Dharun Ravi, the 19-year-old former roommate of Tyler Clementi, the gay Rutgers student who killed himself last fall after Ravi filmed him making out with another male student, appeared in court today and “affirmed his decision to go to trial,” NBC reports. Ravi has been charged with two counts of invasion of privacy and bias intimidation. According to NBC, “A judge set a trial date of Feb. 21 for the case, which helped set off a national conversation about bullying of young gays and lesbians.”
And yet – the court says – Clementi’s subsequent suicide is irrelevant in the privacy case against Ravi, who was also charged with three counts of evidence tampering and one count of witness tampering, “in that, according to prosecutors, he attempted to mislead investigators and witnesses in various ways during the investigation,” People magazine reports. They also note that “Molly Wei, the other defendant in the case, agreed last May to testify against Ravi in exchange for being accepted into a program for first-time offenders. Wei, 19, has to perform 300 hours of community service, undergo counseling and work fulltime (or part-time if she is in school). If she successfully meets those conditions, the two invasion-of-privacy charges against her will be dismissed after three years.”

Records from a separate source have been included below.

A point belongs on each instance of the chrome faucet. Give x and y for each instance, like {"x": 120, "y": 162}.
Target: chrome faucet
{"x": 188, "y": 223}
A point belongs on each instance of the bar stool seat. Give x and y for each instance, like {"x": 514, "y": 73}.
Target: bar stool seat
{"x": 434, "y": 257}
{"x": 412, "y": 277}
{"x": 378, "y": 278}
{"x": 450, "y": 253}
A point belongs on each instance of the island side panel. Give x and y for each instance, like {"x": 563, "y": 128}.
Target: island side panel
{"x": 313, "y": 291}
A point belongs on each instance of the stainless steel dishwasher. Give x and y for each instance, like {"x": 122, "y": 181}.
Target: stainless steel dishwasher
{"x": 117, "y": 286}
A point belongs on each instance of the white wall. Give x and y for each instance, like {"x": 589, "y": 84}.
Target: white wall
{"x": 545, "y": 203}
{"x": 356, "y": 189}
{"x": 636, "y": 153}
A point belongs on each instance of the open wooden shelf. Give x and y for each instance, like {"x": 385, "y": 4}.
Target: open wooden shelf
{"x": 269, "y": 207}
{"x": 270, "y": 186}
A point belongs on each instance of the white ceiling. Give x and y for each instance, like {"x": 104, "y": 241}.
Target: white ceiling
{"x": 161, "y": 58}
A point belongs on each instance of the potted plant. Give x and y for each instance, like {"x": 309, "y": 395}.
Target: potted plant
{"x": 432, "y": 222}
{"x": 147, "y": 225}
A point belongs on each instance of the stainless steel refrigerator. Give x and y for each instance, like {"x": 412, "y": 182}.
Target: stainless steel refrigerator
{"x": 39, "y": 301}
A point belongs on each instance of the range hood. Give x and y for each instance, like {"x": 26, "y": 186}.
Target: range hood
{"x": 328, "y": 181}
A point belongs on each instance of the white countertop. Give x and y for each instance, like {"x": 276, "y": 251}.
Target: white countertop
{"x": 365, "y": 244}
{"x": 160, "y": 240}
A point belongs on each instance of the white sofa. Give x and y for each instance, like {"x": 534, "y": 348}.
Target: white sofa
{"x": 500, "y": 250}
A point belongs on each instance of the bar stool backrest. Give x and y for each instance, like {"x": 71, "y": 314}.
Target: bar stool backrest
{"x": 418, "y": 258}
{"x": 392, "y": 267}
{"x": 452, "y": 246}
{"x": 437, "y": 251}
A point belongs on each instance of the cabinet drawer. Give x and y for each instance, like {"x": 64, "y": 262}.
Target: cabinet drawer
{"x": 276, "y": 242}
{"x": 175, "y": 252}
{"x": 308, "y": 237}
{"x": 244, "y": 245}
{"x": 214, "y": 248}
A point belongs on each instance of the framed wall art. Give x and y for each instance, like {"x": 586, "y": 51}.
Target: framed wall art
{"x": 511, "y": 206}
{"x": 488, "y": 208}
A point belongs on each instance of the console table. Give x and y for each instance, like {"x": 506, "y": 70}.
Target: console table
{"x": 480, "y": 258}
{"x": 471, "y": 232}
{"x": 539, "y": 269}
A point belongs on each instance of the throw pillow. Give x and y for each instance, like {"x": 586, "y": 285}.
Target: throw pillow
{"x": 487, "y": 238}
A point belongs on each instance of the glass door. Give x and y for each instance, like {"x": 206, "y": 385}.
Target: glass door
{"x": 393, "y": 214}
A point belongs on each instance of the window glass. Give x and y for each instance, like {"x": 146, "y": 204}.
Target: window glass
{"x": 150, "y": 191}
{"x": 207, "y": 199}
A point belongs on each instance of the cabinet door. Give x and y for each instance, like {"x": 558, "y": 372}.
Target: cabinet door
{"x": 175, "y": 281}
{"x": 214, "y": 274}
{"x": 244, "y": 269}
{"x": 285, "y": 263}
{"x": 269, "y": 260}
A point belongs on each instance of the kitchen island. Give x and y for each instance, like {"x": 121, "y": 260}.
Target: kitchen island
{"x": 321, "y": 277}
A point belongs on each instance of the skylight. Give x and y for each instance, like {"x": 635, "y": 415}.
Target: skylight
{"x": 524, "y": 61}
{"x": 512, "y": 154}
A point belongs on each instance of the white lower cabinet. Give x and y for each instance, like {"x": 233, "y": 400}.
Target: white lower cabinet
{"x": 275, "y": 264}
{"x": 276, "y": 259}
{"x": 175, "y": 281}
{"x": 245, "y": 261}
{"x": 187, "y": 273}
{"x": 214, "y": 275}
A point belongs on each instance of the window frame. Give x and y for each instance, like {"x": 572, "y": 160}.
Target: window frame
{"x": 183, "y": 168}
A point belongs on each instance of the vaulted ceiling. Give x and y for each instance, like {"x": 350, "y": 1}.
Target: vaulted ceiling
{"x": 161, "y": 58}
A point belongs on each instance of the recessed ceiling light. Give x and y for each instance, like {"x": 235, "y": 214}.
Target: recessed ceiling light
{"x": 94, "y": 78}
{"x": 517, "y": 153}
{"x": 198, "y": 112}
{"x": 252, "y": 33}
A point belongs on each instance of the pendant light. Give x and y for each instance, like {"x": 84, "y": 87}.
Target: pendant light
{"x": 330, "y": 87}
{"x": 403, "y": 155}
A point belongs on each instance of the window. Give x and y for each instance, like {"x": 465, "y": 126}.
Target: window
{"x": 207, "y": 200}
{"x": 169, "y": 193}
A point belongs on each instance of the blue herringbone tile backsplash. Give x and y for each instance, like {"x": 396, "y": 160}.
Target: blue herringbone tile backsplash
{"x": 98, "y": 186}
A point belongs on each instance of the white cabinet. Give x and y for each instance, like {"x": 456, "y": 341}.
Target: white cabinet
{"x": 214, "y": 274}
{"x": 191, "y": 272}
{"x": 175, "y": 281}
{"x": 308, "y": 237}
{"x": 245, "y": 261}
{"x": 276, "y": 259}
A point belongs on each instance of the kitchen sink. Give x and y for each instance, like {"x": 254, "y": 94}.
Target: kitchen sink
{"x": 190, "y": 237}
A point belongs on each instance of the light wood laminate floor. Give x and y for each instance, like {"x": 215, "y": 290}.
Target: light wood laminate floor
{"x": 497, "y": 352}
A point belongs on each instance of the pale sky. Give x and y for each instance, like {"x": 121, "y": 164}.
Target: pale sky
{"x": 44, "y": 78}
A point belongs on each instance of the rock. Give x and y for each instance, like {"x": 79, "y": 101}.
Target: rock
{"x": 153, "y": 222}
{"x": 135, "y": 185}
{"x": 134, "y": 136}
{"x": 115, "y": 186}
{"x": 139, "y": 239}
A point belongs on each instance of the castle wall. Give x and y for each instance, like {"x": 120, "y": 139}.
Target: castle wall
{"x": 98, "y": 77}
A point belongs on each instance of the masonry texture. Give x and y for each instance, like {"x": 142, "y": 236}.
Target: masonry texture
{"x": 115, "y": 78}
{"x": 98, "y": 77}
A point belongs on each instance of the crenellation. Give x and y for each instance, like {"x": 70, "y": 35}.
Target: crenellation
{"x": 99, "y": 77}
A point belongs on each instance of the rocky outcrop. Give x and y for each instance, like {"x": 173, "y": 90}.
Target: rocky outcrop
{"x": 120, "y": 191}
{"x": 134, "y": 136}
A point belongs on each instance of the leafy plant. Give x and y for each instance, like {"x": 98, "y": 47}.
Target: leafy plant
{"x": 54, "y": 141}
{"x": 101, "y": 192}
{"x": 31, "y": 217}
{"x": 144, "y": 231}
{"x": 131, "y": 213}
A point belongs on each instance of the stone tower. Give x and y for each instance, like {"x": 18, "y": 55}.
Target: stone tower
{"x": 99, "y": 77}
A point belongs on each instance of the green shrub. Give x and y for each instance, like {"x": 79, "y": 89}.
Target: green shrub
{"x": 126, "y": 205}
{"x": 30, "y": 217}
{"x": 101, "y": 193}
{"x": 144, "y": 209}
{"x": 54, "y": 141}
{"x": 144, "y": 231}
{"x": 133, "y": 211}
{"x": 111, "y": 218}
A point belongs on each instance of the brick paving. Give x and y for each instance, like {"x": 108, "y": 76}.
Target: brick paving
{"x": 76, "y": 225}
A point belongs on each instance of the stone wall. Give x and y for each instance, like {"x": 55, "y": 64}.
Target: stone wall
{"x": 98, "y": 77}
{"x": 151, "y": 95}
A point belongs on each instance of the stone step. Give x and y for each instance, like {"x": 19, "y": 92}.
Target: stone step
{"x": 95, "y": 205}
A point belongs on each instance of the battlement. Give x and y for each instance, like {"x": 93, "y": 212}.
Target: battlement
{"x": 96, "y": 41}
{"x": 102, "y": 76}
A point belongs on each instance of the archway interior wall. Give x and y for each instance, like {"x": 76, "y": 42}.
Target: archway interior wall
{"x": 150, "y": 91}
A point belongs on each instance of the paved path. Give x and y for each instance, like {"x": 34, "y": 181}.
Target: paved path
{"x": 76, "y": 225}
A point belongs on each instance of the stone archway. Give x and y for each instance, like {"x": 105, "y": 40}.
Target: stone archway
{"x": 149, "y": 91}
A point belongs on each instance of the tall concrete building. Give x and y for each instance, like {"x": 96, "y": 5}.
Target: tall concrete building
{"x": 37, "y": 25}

Some in the gay community even have questioned the bias charges against Ravi, like Marc Poirier, an openly gay professor at Seton Hall Law School who is an expert in the field of law, culture and sexuality. He told the New Jersey Star-Ledger:
This seems to me a very harsh use of New Jersey’s bias intimidation statute. I don’t think we have sufficient flexibility in the law to address what Ravi is alleged to have done, which is to taunt and embarrass but not to physically attack.
A bias charge is usually linked to an underlying crime involving violence, like murder, assault or vehicular homicide. But that’s not the kind of crime Ravi is charged with. He’s facing invasion of privacy charges, and the bias charge is linked to that.
Technically, Clementi’s suicide is irrelevant to what Ravi has been charged with, but it colors everybody’s point of view.
It’s important to note, as Poirier does, that “Invasion of privacy is listed in the bias intimidation statute, right along with murder, assault or vehicular homicide.” It seems clear to me that Ravi was only invading Clementi’s privacy to taunt him about being gay, so the bias charge makes perfect sense to me. If convicted, Ravi faces 10 years in prison.